Esteban Bustos

Personal information
- Full name: Esteban Bustos Rodríguez
- Nickname: Penta 17
- Nationality: Chile
- Born: 16 December 1992 (age 33) Santiago, Chile
- Height: 1.65 m (5 ft 5 in)
- Weight: 60 kg (132 lb)

Sport
- Sport: Modern pentathlon
- Club: Pentateam (CHI)
- Coached by: Gerardo Cortes

Medal record
Men's modern pentathlon
Representing Chile
Pan American Games
| Silver medal – second place | 2019 Lima | Individual |
| Bronze medal – third place | 2011 Guadalajara | Individual |

= Esteban Bustos =

Chilean modern pentathlete (born 1992)

Esteban Bustos Rodríguez (born December 16, 1992) is a modern pentathlete from Chile. He was born in Santiago. He won a bronze medal at the 2011 Pan American Games in Guadalajara, Mexico, and received an automatic qualifying berth for the 2012 Summer Olympics in London, following the footsteps of his brother Cristián, who had previously competed in Beijing, four years before.

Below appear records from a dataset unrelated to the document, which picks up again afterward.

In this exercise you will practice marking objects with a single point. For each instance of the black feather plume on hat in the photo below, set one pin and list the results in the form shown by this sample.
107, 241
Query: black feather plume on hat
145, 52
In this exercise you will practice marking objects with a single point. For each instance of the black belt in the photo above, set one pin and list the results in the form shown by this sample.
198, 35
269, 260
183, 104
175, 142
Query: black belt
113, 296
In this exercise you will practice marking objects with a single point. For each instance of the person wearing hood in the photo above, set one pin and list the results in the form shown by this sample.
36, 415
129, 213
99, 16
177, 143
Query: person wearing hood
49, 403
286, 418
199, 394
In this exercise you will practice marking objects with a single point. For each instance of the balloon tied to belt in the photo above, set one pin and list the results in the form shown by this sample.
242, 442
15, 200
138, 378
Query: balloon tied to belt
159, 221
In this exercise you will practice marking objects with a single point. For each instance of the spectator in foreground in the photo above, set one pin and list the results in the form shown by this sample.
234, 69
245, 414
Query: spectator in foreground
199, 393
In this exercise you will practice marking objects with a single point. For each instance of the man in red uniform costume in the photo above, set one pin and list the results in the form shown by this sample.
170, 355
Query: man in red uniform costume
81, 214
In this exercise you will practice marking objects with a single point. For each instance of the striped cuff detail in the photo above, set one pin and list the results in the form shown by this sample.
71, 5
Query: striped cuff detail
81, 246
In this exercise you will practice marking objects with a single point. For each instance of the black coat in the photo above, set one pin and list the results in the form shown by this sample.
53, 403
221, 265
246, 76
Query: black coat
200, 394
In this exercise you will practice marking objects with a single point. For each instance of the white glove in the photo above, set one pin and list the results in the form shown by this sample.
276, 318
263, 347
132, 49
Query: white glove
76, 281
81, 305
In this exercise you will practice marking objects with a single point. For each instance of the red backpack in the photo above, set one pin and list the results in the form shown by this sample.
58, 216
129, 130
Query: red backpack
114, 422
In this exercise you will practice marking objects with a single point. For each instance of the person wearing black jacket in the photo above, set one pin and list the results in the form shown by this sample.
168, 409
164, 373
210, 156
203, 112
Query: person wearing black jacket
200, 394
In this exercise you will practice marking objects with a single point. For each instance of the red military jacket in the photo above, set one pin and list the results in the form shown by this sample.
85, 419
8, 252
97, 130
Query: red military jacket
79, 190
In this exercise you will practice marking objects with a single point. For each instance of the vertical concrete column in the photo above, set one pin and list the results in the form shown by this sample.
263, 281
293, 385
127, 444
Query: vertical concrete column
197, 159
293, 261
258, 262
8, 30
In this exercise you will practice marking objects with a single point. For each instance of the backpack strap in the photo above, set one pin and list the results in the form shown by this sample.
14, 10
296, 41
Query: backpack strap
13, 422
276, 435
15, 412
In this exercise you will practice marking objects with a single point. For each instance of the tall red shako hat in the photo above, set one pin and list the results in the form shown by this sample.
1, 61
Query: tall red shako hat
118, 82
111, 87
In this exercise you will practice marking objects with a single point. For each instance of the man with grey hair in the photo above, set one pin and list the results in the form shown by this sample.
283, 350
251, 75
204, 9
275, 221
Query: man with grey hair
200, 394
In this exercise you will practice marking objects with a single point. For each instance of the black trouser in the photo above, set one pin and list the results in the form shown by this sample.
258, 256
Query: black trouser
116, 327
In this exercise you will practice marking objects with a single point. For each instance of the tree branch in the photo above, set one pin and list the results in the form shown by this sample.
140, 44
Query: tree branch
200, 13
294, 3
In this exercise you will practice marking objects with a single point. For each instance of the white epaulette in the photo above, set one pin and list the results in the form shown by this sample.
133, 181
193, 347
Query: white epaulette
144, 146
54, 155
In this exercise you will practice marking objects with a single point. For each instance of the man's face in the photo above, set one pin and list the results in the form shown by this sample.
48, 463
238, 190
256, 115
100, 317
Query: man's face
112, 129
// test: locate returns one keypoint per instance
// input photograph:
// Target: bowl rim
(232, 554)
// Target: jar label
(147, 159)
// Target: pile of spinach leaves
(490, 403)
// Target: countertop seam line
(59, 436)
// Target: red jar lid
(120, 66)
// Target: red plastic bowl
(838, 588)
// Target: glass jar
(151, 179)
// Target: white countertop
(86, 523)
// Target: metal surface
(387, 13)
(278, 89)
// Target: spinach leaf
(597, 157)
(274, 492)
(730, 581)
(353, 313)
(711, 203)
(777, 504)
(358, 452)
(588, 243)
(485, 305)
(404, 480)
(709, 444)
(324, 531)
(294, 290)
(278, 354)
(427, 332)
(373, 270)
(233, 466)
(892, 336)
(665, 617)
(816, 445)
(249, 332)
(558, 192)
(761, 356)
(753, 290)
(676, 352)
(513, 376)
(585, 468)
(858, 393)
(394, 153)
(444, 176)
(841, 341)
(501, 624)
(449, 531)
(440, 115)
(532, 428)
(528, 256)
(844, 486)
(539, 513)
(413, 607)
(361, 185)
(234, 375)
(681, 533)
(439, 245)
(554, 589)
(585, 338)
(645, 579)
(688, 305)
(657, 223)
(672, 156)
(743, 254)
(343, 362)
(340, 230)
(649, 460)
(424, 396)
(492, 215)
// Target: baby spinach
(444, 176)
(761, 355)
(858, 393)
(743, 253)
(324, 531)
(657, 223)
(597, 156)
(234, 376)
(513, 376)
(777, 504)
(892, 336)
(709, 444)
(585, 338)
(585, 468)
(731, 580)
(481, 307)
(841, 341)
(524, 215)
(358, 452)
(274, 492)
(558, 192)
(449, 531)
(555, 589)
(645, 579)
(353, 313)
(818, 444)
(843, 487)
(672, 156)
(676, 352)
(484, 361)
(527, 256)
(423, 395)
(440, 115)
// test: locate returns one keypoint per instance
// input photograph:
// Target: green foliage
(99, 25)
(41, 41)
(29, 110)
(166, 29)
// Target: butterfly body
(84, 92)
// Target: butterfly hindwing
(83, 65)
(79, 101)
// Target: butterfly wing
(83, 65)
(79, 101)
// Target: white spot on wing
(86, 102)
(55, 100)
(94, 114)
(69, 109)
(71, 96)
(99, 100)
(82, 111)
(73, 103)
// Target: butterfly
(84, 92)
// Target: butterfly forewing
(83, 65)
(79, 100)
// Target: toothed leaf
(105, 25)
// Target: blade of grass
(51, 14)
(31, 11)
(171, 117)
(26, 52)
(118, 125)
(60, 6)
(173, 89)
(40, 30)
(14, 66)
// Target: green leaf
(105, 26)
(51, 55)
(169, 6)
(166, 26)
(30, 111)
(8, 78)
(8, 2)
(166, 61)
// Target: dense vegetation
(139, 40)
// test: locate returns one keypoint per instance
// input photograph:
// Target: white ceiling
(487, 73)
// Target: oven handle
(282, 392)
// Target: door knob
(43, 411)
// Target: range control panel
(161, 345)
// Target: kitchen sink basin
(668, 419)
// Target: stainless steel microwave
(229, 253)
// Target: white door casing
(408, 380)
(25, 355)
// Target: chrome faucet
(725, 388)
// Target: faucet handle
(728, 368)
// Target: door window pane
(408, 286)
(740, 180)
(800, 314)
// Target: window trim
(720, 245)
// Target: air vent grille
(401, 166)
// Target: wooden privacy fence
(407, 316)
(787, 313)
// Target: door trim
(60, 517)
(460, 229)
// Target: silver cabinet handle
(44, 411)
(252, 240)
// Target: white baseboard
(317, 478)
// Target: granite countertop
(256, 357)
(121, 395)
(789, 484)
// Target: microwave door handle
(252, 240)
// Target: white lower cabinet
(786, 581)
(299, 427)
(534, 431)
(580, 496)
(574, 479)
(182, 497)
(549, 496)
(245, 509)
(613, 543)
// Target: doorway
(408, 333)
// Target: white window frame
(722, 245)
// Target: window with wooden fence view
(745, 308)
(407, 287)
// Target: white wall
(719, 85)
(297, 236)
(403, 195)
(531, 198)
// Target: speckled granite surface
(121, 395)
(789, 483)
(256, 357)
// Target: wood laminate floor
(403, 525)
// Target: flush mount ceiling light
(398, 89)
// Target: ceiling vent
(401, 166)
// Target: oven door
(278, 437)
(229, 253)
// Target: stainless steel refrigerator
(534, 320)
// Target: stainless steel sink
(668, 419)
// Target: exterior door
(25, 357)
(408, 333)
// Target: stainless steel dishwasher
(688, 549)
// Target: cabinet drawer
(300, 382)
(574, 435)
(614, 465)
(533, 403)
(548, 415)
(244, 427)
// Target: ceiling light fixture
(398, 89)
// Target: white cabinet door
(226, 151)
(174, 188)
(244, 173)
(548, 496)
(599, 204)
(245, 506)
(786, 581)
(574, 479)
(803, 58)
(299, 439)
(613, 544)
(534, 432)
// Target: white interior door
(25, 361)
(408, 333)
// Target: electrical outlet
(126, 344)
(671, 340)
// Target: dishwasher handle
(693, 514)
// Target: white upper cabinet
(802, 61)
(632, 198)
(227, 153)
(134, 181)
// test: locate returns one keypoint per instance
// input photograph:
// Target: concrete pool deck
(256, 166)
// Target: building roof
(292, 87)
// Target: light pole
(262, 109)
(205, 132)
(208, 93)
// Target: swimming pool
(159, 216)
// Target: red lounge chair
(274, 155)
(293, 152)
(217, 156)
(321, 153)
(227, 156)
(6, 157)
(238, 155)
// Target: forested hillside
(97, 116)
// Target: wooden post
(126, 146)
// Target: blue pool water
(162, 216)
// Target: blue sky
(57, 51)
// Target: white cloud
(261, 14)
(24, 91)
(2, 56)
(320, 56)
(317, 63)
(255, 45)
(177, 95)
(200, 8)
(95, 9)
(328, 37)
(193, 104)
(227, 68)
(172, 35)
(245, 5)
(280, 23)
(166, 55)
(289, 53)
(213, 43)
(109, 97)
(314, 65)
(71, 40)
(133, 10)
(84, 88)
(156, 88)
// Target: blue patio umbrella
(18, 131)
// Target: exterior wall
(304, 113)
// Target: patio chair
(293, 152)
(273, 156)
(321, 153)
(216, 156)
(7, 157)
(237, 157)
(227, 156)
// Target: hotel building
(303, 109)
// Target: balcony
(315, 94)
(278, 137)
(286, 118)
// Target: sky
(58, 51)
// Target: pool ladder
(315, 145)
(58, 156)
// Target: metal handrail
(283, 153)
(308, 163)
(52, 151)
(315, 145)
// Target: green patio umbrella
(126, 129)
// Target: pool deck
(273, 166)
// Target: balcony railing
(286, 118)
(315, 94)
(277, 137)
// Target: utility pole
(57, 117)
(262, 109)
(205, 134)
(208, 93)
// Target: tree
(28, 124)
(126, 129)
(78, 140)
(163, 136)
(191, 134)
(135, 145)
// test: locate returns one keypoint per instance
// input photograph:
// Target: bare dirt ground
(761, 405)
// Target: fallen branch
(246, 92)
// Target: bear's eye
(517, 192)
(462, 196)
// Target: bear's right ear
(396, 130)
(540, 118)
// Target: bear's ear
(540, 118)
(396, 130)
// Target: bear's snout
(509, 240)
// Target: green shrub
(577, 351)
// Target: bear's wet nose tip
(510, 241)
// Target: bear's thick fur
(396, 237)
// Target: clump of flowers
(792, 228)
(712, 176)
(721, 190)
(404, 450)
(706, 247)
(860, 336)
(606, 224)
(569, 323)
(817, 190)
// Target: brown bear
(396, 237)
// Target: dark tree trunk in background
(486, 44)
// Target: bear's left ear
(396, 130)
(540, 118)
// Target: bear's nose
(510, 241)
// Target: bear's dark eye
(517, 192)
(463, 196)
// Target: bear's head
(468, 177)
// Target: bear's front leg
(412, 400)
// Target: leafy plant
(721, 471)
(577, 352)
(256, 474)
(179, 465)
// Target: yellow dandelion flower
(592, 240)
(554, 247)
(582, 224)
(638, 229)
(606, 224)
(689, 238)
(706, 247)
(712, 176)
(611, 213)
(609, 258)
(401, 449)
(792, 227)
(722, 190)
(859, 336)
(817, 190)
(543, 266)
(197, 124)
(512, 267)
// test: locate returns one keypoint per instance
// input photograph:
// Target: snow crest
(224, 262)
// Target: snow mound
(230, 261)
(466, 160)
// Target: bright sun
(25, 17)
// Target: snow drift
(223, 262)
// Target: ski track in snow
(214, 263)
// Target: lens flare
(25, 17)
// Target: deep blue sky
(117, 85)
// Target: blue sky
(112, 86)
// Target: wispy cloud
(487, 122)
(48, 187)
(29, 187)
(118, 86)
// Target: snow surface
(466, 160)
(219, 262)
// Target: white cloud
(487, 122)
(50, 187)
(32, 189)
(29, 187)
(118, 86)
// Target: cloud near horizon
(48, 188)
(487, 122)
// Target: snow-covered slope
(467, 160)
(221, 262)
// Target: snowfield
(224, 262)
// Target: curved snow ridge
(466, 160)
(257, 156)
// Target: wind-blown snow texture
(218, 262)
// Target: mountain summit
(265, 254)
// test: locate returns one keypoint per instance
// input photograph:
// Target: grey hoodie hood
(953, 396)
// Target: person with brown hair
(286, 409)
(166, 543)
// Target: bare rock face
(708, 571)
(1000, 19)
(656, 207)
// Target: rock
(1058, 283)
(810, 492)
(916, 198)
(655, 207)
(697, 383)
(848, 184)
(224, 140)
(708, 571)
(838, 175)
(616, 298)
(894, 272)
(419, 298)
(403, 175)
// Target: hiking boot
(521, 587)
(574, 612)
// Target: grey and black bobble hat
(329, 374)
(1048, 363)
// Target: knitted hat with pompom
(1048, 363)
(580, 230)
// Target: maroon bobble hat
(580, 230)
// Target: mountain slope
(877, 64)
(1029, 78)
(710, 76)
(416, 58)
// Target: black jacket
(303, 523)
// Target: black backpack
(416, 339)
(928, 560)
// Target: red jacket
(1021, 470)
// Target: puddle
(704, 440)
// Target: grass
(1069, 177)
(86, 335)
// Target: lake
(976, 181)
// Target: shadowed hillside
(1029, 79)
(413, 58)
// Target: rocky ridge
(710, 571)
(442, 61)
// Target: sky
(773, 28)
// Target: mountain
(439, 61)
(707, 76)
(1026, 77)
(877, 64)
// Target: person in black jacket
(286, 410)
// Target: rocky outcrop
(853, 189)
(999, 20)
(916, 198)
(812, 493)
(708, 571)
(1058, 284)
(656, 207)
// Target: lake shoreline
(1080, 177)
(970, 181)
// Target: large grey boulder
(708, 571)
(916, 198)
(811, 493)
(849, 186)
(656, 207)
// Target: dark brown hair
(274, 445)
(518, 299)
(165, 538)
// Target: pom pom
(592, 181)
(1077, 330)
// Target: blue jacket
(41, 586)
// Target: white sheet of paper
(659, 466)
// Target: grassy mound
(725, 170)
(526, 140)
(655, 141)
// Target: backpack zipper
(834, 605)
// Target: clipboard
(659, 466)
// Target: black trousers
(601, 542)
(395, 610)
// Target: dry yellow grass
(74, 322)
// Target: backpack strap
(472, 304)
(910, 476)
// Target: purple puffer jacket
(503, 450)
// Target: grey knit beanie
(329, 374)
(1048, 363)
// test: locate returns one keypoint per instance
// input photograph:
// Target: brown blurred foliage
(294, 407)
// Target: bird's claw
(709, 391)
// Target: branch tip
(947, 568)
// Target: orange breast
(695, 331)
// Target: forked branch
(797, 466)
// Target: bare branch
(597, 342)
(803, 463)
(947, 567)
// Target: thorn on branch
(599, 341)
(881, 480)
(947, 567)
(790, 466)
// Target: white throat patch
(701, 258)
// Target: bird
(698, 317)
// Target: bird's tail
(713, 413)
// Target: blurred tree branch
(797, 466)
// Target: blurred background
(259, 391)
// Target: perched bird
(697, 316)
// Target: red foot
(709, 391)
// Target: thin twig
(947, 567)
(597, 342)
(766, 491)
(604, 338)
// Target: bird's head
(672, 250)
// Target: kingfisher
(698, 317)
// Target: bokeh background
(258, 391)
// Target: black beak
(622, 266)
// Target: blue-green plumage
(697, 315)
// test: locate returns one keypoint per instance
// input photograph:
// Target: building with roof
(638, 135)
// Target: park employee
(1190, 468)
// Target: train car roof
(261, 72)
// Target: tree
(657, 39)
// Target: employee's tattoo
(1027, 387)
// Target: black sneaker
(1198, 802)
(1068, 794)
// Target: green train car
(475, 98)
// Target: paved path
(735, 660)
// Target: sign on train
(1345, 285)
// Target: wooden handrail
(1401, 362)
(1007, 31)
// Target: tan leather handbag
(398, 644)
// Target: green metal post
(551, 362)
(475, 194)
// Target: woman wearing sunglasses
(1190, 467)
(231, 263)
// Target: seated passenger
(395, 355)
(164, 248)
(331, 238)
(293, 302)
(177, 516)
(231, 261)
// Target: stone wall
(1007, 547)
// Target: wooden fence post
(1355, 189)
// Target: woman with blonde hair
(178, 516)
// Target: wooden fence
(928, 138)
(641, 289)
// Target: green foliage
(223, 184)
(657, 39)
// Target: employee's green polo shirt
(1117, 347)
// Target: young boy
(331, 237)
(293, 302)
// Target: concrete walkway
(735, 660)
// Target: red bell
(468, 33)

Bustos was selected to be one of the thirty-six athletes to participate in the men's modern pentathlon. During the competition, Bustos performed disastrously at the initial stages, with fair scores in a one-touch épée fencing, and 200 m freestyle swimming, but maintained his pace for the tenth position in horse-riding and newly combined running and laser shooting. After completing all the segments, Bustos finished eighteenth in the men's event at his first Olympics.

He competed at the 2020 Summer Olympics.